境内は杉や銀杏、しだれざくら、サルスベリなどの大木・古木に囲まれ、修行の場にふさわしい静謐な空間に包まれています。特に春の桜、初夏の公開講座、秋の開山忌、紅葉の時期には訪れる人が多くなります。
開山(かいさん=仏教用語で創始者のこと)は関山慧玄(かんざんえげん=地元伊深では「えげんさん」と呼ぶ)とされていますが、これは仏教界で師への尊崇の念をこめて実際の創始者でなく師を開山とする「勧請開山(かんじょうかいさん)」と呼ばれる扱いで、えげんさんが伊深の地へ悟後の修行に来られていたのは1330~1338年の間、僧太極唯一が正眼寺の前身である初祖山円成寺を建てたのはそれから約330年あとの1660年であることから、正眼寺とえげんさんの関係にはこうした事情があることを理解する必要があります。
江戸時代の末期、雪潭(せったん)和尚の代に正眼僧堂(現在本堂の東にある修行場)が作られ、以後、妙心寺派の修行僧(=雲水うんすい)が全国から集まる厳しい修行の寺として知られるようになりました。あまりの厳しさに「天下の鬼叢林(おにそうりん)」と呼ばれることもありました。叢林とは禅寺のことを指します。
毎年、10月12日は開山であるえげんさんの法要=開山忌(かいさんき)が行われます。

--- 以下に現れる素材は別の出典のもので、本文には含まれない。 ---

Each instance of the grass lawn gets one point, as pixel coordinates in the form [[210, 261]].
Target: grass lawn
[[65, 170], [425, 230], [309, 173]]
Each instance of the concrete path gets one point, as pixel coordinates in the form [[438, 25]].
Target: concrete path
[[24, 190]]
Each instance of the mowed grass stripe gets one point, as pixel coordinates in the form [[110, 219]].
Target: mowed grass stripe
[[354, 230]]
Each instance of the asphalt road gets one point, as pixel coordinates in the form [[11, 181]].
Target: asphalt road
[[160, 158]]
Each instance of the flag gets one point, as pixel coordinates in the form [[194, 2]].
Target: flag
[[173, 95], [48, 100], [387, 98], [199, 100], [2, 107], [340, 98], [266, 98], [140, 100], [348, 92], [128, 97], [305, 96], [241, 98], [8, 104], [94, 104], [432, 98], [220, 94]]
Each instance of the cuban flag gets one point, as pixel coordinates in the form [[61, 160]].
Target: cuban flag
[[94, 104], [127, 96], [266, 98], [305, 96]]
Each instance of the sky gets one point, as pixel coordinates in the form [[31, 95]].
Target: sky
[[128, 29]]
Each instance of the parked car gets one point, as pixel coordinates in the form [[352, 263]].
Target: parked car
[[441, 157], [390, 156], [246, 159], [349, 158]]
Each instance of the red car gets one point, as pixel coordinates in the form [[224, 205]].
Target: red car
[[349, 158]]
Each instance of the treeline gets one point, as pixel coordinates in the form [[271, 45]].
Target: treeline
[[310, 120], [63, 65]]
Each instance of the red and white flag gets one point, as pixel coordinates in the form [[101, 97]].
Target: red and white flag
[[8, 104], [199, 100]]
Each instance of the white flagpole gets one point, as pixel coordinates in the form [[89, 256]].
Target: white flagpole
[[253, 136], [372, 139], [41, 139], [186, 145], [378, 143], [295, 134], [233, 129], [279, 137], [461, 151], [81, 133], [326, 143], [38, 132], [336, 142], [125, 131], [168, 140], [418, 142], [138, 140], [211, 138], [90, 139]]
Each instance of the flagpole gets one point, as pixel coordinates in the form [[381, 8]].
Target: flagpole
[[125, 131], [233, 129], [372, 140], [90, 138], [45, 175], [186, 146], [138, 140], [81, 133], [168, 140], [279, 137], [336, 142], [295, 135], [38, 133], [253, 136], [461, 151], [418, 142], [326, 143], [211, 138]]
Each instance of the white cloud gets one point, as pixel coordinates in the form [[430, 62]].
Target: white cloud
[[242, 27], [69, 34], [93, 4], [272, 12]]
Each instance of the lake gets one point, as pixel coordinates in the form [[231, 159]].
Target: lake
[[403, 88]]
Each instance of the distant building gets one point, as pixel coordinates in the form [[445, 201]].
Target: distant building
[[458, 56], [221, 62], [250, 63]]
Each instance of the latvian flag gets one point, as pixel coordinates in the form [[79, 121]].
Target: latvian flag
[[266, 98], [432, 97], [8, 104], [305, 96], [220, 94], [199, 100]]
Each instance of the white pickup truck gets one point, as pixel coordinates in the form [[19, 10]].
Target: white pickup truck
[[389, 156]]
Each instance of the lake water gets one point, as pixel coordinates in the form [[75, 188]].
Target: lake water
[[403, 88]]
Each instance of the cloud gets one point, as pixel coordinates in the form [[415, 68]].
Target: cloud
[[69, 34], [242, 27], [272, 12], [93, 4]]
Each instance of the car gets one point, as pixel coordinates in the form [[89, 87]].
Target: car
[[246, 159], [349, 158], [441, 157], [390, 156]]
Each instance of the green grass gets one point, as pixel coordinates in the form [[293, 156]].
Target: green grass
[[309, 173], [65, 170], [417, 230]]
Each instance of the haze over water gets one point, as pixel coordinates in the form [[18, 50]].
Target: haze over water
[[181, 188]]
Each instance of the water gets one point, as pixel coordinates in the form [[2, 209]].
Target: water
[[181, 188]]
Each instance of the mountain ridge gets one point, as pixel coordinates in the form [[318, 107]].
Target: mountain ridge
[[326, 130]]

昭和40年代ころまでは小学校も昼から休みとなり、参道にはういろう、綿菓子、金魚すくい、おもちゃなどの露店が何十店も並び、近隣から集まった多くの参拝者がひしめき合う一大行事でしたが、今は露店も少なくなり静かな行事となりました。
昭和の時代、後にプロ野球9連覇を成し遂げた巨人の川上哲治氏が梶浦逸外(かじうらいつがい)老師のもとへ約20年間も参禅を続けられたほか、星野仙一氏ほか多くの著名人が訪れたことでも有名になりました。
現在のご住職(地元では老師様と呼ぶ)は山川宗玄老師で、各地での講演やNHKテレビ『こころの時代』出演などを通じて、『禅のこころ』を身近なことばで伝える活動を続けておられます。
●正眼寺に関する略年表
元徳2(1330)年~暦応元(1338)年 関山慧玄 伊深の地で悟後の修行
寛永元(1624)年 江戸陽岳寺の僧、錐翁慧勤(すいおうえきん) 慧玄修行の遺跡に草庵を結ぶ
万治3(1660)年 僧、太極唯一 佐藤家を檀家として初祖山円成寺を創建
寛文9(1669)年 現在の妙法山正眼寺に改称
寛文11(1671)年 塔頭のひとつ徳光庵が完成
寛文12(1672)年 塔頭 見桃庵、大亀庵、不二庵が完成し四つの塔頭が完成
弘化4(1847)年 雪潭和尚 正眼僧堂を開創
明治34(1901)年 本堂・開山堂・庫裡などが改築落成
●関山慧玄(かんざん えげん)について
鎌倉時代末期から南北朝時代の臨済宗の僧(建治3(1277)年-正平15(1361)年)で信濃国高井郡の生まれとされます。鎌倉建長寺、京都大徳寺などで修業ののち、嘉暦4(1329)年に大燈国師のもとで悟りを開き「関山(かんざん)」の号を与えられました。このとき「慧眼」から「慧玄(えげん)」と改名。その後、後醍醐天皇に法を説くなどしていましたが、元徳2(1330)年から伊深にて身分を隠し、村人の手助けをしながら修行を続けていました。これは禅宗の世界で「悟後の修行=聖胎長養(しょうたいちょうよう)」と言われ、いったん悟りを得た者が更に悟りを深めるための修行であったのです。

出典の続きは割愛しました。